初対面の人との会話は、手探りで話題をつなごうとしたら難しいもの。そこでトークのプロ・阿川佐和子がおすすめするのは、小話とシモネタ。彼女のハートをがっちりつかんだ名優・森繁久彌の語り口は、すべてのビジネスパーソンの参考になるかもしれない。※本稿は、『話す力 心をつかむ44のヒント』(阿川佐和子、文藝春秋・文春新書)の一部を抜粋・編集したものです。
初対面同士の会話には
ちょっとした小話が役に立つ
ちょっとした小話を知っていると、初対面の会話のときも役に立ちます。こういう小話は、得てして外国産のものが多いようで、つい先日もアラブの王様のことが話題になったとき、私は披露しました。
「アラブの王様と言えば、昔聞いたジョークですが、あるアラブの王様がフランスのニースに旅行にお出かけになりました。ニースの空港に到着した一機目の飛行機からアラブの王様が降りてきて、二機目の飛行機から奥様方が降りてきて、三機目の飛行機からは子供たちが降りてきて、四機目の飛行機からメイドや料理人が降りてきました。そのあとにも、たくさんの食料品、さらにロールスロイスが数台、音楽隊、兵隊を乗せた飛行機が続々と着陸しました。

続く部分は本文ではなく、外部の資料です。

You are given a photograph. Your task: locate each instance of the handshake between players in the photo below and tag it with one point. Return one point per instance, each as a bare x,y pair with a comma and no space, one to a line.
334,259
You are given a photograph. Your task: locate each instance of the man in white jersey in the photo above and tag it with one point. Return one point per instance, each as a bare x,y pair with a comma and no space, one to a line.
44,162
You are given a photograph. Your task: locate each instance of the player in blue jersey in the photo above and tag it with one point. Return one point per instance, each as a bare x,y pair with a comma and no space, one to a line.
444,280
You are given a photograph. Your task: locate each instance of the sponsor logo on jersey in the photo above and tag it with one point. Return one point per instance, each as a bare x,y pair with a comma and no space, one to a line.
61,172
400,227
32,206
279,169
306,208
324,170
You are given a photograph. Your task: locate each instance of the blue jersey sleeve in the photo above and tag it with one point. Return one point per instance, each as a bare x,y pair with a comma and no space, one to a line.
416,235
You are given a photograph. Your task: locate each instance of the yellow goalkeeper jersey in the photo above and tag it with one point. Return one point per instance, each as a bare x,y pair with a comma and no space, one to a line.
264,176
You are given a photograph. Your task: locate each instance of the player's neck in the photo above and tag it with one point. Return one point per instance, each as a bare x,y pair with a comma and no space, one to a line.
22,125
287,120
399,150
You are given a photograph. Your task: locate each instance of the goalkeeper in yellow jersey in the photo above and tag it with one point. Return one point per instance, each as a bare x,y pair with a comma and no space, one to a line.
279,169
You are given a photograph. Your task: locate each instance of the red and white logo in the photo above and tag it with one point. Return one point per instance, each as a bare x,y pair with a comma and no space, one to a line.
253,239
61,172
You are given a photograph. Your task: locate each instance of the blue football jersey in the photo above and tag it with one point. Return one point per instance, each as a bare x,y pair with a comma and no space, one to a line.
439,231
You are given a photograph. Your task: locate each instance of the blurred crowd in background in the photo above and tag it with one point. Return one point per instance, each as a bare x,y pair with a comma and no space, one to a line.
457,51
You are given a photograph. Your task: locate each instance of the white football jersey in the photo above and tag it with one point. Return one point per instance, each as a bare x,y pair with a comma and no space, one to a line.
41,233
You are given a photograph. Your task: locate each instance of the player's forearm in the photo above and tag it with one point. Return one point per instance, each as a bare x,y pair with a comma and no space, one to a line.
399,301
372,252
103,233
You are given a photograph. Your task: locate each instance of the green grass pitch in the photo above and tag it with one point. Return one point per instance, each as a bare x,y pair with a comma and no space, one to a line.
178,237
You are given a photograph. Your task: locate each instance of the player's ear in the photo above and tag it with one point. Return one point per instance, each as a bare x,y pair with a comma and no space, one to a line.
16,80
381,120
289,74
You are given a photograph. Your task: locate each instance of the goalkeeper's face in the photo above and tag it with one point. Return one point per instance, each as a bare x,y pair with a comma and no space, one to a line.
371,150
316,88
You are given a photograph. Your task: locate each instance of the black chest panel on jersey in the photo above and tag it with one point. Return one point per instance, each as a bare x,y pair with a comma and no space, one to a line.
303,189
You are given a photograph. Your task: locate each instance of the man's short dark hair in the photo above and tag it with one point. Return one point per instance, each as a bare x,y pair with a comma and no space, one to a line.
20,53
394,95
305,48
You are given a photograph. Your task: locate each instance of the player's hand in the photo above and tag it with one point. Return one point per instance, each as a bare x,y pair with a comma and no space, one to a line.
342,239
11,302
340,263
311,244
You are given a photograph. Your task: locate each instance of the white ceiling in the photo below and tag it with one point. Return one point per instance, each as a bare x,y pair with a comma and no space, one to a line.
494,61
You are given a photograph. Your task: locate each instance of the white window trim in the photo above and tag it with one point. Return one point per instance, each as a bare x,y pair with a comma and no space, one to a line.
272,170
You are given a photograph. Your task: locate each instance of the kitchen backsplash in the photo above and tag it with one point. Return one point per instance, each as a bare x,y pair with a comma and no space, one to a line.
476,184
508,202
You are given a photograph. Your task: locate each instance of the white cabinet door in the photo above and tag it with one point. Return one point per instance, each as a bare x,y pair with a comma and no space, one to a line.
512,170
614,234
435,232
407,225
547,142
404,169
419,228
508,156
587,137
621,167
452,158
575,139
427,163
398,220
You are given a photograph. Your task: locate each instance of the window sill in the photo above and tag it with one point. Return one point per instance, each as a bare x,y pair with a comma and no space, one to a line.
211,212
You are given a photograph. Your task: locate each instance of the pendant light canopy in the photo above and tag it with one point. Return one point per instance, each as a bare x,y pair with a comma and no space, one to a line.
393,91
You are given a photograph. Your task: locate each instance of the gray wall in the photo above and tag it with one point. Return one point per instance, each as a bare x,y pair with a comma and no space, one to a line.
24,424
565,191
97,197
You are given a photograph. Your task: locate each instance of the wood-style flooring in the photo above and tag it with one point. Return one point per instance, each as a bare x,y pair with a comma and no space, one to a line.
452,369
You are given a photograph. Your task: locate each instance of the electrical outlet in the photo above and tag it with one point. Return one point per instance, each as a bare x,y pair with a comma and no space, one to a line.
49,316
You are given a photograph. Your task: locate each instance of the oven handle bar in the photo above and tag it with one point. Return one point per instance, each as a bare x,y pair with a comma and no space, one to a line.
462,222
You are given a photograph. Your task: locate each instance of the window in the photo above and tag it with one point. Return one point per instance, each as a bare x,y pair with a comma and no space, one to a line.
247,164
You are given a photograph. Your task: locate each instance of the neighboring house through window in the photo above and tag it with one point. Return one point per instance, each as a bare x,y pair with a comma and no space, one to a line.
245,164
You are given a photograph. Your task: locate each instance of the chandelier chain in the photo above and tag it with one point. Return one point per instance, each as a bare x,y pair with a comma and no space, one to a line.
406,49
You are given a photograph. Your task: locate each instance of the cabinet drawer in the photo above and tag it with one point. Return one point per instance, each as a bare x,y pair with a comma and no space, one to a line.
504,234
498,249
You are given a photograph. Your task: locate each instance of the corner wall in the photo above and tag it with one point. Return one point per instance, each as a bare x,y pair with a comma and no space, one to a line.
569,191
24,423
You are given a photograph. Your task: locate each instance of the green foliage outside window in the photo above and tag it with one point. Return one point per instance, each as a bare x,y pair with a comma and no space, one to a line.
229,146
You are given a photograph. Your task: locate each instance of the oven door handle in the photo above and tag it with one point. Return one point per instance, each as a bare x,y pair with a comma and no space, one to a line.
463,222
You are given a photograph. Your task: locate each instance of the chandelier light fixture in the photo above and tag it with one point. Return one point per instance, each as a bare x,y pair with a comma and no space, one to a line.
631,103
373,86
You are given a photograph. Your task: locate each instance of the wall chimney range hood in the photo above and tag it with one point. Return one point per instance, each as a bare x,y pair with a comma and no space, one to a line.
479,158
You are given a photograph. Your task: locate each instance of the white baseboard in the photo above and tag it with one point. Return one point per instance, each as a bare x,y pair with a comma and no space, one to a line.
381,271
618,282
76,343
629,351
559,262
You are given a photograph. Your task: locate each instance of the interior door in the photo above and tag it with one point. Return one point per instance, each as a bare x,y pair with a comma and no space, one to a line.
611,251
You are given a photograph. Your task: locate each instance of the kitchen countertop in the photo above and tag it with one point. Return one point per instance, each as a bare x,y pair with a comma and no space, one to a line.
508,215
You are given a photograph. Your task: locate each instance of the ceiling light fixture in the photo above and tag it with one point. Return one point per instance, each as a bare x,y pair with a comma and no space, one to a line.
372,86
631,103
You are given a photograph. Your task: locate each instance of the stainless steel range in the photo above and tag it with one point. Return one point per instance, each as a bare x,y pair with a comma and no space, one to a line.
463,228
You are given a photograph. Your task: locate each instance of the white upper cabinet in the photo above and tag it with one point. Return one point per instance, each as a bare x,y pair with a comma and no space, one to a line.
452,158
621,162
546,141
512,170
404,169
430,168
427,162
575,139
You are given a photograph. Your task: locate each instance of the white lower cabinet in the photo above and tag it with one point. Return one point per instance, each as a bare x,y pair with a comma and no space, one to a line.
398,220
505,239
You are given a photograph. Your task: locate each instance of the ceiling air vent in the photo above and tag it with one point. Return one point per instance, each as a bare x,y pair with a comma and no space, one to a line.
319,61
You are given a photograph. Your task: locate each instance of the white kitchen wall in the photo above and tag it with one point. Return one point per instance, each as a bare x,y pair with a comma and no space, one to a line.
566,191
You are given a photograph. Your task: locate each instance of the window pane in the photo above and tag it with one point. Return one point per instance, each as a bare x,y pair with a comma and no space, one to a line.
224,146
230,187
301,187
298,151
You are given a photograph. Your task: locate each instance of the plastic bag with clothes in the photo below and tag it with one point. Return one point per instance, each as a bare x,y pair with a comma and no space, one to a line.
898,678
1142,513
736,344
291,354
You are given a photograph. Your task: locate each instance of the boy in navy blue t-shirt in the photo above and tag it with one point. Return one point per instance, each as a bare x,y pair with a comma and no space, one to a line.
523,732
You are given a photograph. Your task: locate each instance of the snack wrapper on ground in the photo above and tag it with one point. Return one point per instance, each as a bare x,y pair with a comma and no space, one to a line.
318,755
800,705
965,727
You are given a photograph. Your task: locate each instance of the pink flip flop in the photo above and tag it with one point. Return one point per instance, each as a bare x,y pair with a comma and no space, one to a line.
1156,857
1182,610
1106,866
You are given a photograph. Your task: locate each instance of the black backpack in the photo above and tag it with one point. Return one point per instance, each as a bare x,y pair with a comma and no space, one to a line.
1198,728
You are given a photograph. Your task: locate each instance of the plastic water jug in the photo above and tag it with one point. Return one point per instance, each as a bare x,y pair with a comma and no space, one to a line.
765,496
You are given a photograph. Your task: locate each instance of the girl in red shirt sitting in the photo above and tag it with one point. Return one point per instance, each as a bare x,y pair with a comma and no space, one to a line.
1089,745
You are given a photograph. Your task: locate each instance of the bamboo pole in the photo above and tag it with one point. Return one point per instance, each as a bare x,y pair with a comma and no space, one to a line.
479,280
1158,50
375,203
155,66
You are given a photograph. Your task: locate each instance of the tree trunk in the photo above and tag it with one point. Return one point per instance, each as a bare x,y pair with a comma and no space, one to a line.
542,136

すると十何機目の飛行機から、スキー道具が降りてきたのです。ニースで迎えた人たちは驚いて、
『畏れ多くも王様。さすがにニースでスキーをなさるのは無理かと存じます』
申し上げると、王様がお答えになりました。
『次の飛行機で雪が着く』」
それを聞いていたある紳士が、「それ、まんざら作り話ではないみたいですよ」。そう教えてくれました。
「アラブが石油で大金持ちになった時代、本当にそんなふうに飛行機が行列して到着したという話を聞いたことがあります」
思わぬ展開になりました。そしてもう一人の方が、「アラブのジョークで僕が知ってるのはね」と、さらに場は盛り上がったのです。